He then claimed that, during his morning run and prayers, his head cleared a bit and he'd changed his mind. According to TheHill.com
The former governor said the ad, which hits Romney on the issues of taxes and abortion, was set to start running in Iowa Monday at noon.He then showed the ad to the reporters in the room, you know, just so that they would know that he really was prepared to run it.
He said he made the decision earlier in the morning that he does not want to run a negative campaign. As a result, he said he will not run any ads going after Romney or other Republican rivals.
Now, whether or not he realized that the ad would wind up being run by those same reporters on their assorted news channels is debatable. If he didn't realize it, you should question whether or not he's got the intelligence to be President as, surely, one wouldn't expect the broadcast media to not show the ad that had been shown to them.
If he did realize that the ad would be shown, you've got to admire his political savvy -- he used the media to run his ad all over the place on his behalf, getting his message out without ever getting his own hands dirty or having to spend money to do it -- but you have to wonder just how genuine his 'epiphany' about doing the right thing was.
After all, as the Huck himself said, "If a man’s dishonest to obtain a job, he’ll be dishonest on the job."
( And, it should be at least mentioned that the ad -- which FactCheck.org points out is misleading and inaccurate -- actually was run, paid for by the Huck campaign, in Iowa anyway. The Huck calls it a 'mistake'. Uh huh. )

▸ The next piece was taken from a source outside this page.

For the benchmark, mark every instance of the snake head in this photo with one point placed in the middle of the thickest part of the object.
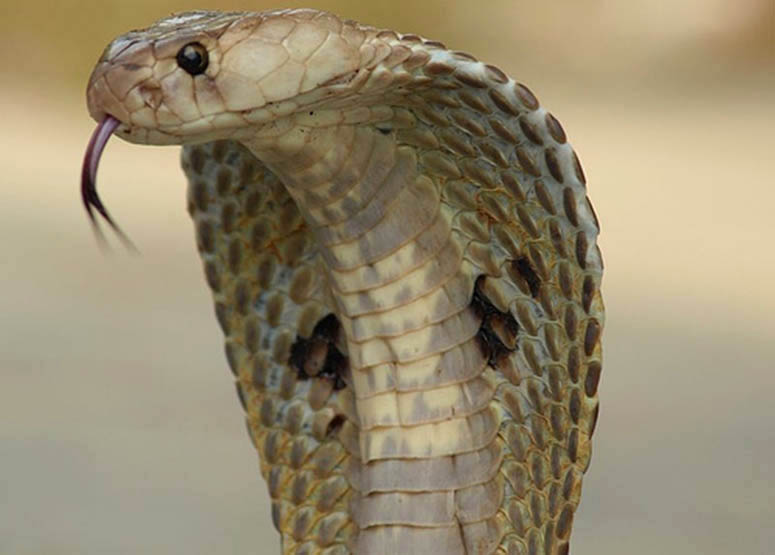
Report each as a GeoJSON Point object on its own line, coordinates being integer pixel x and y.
{"type": "Point", "coordinates": [201, 76]}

Keep in mind that, according to that press conference, the Huck decided that he didn't want to run a negative campaign. He wanted to be above that. He didn't want to stoop to that level.

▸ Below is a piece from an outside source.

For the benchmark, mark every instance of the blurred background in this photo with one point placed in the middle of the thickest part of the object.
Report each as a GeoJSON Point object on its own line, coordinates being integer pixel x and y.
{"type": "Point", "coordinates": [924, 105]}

Apparently, that desire was only temporary.
Ed Rollins, Huck's campaign adviser who was behind the ad that Huck supposedly decided not to use in Iowa, was overheard telling someone working up Huck's South Carolina ad campaign to "put some good in there if you have to, with the bad. Do what you gotta do."
Rollins later admitted that he intended to go negative in South Carolina because, as Rollins put it, South Carolina "is a more negative state, they're more used to those kinds of things." He also told the Washington Post, "To me, hitting somebody, knocking somebody down, is a great feeling. Firing out a negative ad just feels amazing."
The more I see from Huckabee and his campaign, the more disingenuous and dishonest he seems.
Perhaps Huck can answer his own question: "If you gain the whole world and lose your soul, what does it profit you?"